Kinda working on another hobby.
It only happens for about 4 weeks once set up. In Feb-Mar, I’m going to put in 10 taps for maple sap.
I looked around and I can put in 27 taps in basically the front yard and a few hundred if I were to tap the whole property. I figure I will start with 10, that will give me 60-100 gallons of sap, about 1.5 gal of syrup.
I have a old shed, enough block for a arch (stove) plenty of wood, one tank of gas through the chainsaw gave me a stack of split cherry 8’ wide and prob 5.5 feet high. 2 more tanks of gas should be enough. A water storage tank to use for sap storage could possibly gravity feed the pan.

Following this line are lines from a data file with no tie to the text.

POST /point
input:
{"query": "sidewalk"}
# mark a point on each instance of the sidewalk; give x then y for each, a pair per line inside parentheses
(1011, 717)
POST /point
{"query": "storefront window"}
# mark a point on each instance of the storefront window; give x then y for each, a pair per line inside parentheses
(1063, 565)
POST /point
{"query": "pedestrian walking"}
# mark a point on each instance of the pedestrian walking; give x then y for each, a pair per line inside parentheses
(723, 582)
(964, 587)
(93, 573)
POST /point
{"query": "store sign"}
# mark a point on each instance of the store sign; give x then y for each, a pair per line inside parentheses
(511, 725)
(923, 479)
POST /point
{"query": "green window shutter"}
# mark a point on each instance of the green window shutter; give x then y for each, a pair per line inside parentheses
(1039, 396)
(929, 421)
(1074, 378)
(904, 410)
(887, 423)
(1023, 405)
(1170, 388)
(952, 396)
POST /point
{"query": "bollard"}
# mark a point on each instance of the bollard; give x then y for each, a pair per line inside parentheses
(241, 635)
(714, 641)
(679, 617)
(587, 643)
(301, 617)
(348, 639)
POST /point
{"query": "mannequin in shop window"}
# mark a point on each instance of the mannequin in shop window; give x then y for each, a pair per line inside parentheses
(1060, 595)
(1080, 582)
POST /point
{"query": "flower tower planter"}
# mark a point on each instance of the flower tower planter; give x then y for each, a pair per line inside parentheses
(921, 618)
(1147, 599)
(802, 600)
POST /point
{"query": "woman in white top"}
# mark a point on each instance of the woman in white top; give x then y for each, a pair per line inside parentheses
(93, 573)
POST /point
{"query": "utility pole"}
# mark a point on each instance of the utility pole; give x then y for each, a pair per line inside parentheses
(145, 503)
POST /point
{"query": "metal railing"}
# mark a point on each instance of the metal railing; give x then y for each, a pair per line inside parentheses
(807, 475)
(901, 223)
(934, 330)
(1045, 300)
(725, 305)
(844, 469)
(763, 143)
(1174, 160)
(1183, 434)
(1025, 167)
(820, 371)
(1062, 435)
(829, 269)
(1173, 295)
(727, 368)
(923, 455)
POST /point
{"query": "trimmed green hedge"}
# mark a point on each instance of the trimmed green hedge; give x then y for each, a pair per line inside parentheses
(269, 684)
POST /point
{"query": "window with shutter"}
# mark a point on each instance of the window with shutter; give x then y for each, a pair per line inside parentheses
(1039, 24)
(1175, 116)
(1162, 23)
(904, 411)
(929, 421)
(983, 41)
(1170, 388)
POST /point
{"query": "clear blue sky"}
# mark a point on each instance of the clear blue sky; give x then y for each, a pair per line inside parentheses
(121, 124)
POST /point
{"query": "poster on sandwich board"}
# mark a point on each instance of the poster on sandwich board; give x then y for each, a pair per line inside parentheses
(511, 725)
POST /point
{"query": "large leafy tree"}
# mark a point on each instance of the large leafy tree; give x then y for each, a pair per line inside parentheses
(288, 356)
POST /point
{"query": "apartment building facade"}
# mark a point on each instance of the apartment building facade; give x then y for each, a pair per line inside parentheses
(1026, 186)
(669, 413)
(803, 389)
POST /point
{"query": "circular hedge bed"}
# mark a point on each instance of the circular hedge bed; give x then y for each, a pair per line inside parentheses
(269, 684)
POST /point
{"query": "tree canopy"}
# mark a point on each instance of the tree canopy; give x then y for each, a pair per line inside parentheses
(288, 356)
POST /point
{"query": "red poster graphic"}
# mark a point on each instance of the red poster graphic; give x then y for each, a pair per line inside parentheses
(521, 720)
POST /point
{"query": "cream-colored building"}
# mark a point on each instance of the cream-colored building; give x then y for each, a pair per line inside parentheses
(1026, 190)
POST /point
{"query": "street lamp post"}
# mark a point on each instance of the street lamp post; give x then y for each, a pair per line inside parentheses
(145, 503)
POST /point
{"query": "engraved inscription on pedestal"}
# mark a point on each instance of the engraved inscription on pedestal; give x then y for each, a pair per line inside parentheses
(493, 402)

I need a pan and I think I will spend a little on it and get one with baffles and a warming pan and a built in thermometer. I will get 10 food grade buckets with lids new from Lowes. A set of 10 taps with 3’ of line to run to the buckets. Some pint jars, and filters should round out what I need for a test run. Should come in under 500.00
I am going skiing for the last week in Feb. I will tap the Fri I get home. The way I figure it, if I run out of sap, I’m done. If I run out of wood, I’m done.
Go girl Paris
I judge BBQ contests all over the South East. I am a Master Certified Judge with the Kansas City Barbecue Society. It’s tough job but someone has to do it. When not Paddling or BBQing my wife and I like to trail ride in the Jeep. She is a Genealogist and the Jeep comes in handy accessing lost graveyards.
A friend and I were once on a mission to try every BBQ place in SC. We did pretty well until he moved out of state.
I like looking in old cemeteries. I bought a used kayak and spent an hour in cemetery by the guy’s house.
Mine will be old one day
I think I’ll have more than enough time in one to look at them now. If my wishes aren’t followed.
My request is to be cremated and put in the Edisto River.
My friend blew his friends ashes out the window during a televised race on a major network & major race. They showed it on TV.
Announcer knew it was happening and mentioned it.
I also like going to watch live music performances as well as playing rekkids on tube driven horns….
I’m with PaddleDog52, I like gardening. But if I could get weed’s gig I wouldn’t mind. Nordic skiing, too.
Bought the top pepper plant in bloom last fall. Took the seeds from it to create the others you see. Can’t wait for them to all bloom.
When I harvested the seeds from the peppers last year’s I touched my eye. It was not a good thing to do.
When my younger brother was a toddler Mom used to set him in his old wooden playpen on our covered back porch while she sewed inside (where she could keep an eye on him through the open door.) He discovered he could rock the wheeled pen and move it around the porch at will. Dad was a hobby gardener and had several of those same pepper plants in pots at the sunny end of the porch.
You can guess the rest: it was Saturday and we were all home when we heard terrible wailing from the porch and we all rushed to see what had happened. There little Bro was, face bright red and drool full of red bits of the “candies” he had stuffed in his mouth soaking his shirt front. Mom ran to get a rag and glass of milk for him while Dad grabbed the camera and recorded his son’s teary distress. I have lost track of the photo but it was a family treasure for years.
Little guy not only survived but as an adult loves hot sauce and spicy food especially Mexican and Thai.
I have fond memories of collecting sap in the spring, walking through the sunny snowy woods with pails on a toboggan, and boiling late into the night.